New York Attorney Dyan Gershman has been practicing law for 30 years. In addition to her various professional experiences including establishing her firm, Gershman Law, PLLC, Dyan Gershman is an active member of the New York State Bar Association (NYSBA).

The NYSBA works to shape the development of the law and educate and inform the public. It also provides New York attorneys with a wide array of valuable information and resources, including legal practice trends in the state. Recently, the organization published updated research relating to the role that women attorneys take in courtrooms throughout the state.

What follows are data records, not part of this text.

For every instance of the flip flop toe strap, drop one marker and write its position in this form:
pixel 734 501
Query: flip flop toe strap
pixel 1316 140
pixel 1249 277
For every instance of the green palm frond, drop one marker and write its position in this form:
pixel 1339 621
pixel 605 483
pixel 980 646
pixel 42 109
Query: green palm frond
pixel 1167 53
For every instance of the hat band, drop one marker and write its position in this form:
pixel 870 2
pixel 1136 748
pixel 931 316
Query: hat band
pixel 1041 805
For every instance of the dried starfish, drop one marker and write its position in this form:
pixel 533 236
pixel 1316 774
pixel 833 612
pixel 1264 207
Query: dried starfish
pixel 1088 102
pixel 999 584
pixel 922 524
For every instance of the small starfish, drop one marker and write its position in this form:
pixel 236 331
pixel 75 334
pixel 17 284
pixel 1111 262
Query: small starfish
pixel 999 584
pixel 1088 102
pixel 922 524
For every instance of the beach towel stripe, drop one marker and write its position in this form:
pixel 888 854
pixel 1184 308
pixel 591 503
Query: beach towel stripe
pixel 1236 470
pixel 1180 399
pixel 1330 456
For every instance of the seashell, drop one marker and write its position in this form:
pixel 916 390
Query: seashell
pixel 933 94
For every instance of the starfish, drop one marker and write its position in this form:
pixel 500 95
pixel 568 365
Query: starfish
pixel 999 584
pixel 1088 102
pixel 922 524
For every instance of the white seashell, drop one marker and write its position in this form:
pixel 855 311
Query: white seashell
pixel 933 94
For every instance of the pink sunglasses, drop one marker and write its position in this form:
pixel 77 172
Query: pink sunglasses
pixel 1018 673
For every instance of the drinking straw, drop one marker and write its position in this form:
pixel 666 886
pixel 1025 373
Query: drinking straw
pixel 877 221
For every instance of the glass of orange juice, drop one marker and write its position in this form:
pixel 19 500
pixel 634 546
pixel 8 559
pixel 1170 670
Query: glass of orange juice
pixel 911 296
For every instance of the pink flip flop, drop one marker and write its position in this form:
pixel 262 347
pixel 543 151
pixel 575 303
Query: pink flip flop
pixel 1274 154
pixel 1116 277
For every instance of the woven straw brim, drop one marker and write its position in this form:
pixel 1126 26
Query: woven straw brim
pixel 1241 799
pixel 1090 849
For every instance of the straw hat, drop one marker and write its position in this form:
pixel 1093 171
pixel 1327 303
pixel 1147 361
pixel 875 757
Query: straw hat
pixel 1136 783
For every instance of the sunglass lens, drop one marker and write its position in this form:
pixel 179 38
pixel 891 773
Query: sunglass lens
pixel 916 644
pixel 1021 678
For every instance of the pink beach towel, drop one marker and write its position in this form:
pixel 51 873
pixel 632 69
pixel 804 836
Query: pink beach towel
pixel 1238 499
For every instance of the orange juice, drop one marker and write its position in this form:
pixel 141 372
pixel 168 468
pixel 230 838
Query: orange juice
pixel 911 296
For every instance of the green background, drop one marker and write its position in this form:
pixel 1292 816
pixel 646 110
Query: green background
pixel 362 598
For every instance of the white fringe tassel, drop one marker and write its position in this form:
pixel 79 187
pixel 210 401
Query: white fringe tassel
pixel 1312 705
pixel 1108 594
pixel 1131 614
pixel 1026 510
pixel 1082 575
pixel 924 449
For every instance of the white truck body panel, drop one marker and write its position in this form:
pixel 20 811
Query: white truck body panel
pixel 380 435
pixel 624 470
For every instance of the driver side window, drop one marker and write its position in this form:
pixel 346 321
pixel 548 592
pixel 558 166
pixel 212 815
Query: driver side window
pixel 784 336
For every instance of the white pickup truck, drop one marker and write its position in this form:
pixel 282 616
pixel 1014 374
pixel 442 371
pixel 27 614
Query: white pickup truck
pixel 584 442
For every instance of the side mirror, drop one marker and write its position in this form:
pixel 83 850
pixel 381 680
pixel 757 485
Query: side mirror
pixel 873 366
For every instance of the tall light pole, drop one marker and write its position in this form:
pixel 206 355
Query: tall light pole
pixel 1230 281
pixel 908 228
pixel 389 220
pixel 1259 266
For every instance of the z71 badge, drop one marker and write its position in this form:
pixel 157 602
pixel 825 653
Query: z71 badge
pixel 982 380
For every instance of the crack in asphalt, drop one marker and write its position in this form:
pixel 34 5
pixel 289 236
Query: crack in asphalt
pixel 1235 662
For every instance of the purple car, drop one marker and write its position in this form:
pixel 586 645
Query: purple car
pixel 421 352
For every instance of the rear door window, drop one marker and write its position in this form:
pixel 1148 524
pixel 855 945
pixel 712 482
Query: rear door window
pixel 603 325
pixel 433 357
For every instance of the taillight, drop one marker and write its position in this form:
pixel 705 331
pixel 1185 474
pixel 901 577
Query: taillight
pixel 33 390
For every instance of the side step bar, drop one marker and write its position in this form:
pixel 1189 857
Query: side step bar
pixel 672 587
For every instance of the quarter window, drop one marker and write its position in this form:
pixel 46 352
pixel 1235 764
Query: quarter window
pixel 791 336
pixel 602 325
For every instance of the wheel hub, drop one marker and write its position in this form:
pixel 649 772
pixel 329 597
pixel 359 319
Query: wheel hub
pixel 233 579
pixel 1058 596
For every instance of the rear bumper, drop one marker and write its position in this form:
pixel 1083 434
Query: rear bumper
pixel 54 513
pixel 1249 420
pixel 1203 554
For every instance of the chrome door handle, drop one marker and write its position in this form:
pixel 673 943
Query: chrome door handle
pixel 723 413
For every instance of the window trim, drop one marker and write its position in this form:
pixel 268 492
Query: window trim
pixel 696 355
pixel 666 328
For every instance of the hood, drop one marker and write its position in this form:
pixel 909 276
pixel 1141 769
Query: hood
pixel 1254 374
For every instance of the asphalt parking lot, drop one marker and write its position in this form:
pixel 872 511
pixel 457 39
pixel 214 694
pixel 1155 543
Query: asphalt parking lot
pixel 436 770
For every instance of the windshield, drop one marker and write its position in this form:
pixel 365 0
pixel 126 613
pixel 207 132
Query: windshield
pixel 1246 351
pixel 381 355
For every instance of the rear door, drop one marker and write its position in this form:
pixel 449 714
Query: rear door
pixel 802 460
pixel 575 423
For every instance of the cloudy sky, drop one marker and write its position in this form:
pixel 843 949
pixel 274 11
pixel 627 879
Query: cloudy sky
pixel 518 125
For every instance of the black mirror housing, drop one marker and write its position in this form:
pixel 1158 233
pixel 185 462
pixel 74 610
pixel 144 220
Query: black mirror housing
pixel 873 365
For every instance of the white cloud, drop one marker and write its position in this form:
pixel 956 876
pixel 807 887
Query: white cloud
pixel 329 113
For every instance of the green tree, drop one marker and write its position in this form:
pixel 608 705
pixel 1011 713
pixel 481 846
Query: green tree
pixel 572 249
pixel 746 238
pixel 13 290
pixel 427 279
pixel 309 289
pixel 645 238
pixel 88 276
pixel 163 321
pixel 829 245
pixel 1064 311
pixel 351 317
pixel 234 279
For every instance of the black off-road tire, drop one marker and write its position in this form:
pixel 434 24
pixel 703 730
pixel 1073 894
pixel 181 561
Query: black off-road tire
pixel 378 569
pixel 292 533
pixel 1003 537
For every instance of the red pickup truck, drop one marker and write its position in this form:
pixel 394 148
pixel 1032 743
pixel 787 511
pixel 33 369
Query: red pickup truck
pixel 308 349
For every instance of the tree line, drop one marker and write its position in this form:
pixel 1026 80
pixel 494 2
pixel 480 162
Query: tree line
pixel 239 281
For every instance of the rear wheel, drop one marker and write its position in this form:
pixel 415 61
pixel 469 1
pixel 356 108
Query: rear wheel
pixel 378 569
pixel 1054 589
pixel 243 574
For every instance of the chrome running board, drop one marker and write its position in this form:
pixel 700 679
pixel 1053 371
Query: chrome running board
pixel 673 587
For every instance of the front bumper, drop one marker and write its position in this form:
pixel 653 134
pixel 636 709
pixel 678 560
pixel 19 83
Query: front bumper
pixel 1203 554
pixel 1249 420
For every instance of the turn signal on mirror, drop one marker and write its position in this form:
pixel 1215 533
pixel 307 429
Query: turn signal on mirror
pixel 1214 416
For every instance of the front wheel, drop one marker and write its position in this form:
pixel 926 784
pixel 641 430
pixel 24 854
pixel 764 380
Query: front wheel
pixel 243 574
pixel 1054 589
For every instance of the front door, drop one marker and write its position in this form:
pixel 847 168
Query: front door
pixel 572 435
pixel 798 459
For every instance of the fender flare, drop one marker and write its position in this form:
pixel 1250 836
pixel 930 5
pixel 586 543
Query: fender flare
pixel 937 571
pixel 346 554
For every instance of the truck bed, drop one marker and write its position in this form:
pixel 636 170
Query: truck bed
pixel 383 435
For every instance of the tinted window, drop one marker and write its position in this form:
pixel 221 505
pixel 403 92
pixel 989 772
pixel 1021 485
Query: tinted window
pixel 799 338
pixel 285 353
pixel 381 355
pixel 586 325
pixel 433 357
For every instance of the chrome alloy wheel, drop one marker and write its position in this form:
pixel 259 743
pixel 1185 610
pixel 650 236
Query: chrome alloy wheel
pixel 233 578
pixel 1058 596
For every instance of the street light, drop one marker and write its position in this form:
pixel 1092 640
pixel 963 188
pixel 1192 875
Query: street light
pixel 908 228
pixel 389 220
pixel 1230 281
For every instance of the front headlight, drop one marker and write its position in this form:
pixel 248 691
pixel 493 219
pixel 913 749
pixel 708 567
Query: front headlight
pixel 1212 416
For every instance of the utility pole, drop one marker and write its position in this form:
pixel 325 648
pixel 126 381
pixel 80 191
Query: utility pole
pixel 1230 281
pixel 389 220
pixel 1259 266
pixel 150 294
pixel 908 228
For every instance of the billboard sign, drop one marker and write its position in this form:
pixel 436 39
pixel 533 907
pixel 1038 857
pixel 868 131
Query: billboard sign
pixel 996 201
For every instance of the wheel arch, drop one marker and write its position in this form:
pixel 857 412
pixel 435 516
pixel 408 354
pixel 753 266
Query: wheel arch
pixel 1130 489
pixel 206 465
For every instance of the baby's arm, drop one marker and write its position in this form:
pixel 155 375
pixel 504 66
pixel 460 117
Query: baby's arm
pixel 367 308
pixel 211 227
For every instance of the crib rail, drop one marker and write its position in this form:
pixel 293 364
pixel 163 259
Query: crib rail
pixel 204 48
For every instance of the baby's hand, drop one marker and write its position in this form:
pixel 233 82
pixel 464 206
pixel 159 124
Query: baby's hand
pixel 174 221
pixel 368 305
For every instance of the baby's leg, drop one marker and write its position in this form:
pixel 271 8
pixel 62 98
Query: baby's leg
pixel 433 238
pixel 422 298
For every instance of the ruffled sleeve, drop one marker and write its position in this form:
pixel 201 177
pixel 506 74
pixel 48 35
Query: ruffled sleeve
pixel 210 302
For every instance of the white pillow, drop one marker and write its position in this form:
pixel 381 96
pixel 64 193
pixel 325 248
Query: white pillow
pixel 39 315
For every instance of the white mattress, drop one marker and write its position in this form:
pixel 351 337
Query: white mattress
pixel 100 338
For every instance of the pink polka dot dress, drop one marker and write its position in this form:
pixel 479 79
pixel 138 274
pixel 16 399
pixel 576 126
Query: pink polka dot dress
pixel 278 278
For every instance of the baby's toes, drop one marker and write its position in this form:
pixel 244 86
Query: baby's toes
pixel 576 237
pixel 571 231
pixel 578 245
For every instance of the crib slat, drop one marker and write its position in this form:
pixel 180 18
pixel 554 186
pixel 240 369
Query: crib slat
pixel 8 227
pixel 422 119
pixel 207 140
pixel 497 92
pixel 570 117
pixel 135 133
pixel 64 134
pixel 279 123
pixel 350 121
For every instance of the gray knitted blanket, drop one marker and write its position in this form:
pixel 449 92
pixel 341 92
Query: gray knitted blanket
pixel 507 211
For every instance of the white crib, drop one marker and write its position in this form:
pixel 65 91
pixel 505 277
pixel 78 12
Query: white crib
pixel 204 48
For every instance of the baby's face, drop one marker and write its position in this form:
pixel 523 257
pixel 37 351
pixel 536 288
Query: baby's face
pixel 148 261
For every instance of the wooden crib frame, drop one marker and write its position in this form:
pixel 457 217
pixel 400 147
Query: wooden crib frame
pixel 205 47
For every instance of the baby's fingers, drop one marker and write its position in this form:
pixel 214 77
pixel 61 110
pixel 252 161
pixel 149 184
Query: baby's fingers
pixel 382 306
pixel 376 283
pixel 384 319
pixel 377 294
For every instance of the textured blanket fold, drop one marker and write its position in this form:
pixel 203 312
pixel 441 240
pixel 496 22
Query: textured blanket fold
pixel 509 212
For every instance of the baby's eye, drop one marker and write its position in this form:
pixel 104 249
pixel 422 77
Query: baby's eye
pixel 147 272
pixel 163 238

The study conducted recently was a follow up to the landmark NYSBA report issued three years ago. In 2017, a questionnaire-based study titled “If Not Now, When? Achieving Equality for Women Attorneys in the Courtroom and in ADR” found that only 24.7 percent of lead counsels in courtrooms throughout New York were female attorneys.

The small percentage of women who were in speaking roles happened at all levels of the New York state judicial system (i.e., upstate and downstate, criminal and civil, trial and appellate, and multi-party and ex parte matters). The findings were similar for instances when cases involved mediation, arbitration, and neutral conduct meetings.

The 2020 follow up study conducted through NYSBA titled “The Time Is Now: Achieving Equality for Women Attorneys in the Courtroom and in ADR,” found that the improvements were disappointingly small despite a roadmap of recommendations included in the 2017 report.

Women in lead counsel roles rose to 25.3 percent (from 24.7 percent in the 2017 study). The 2020 report makes a number of recommendations to improve gender equity across the legal profession, including ongoing efforts by the judiciary to encourage more women in leadership roles in the courtroom.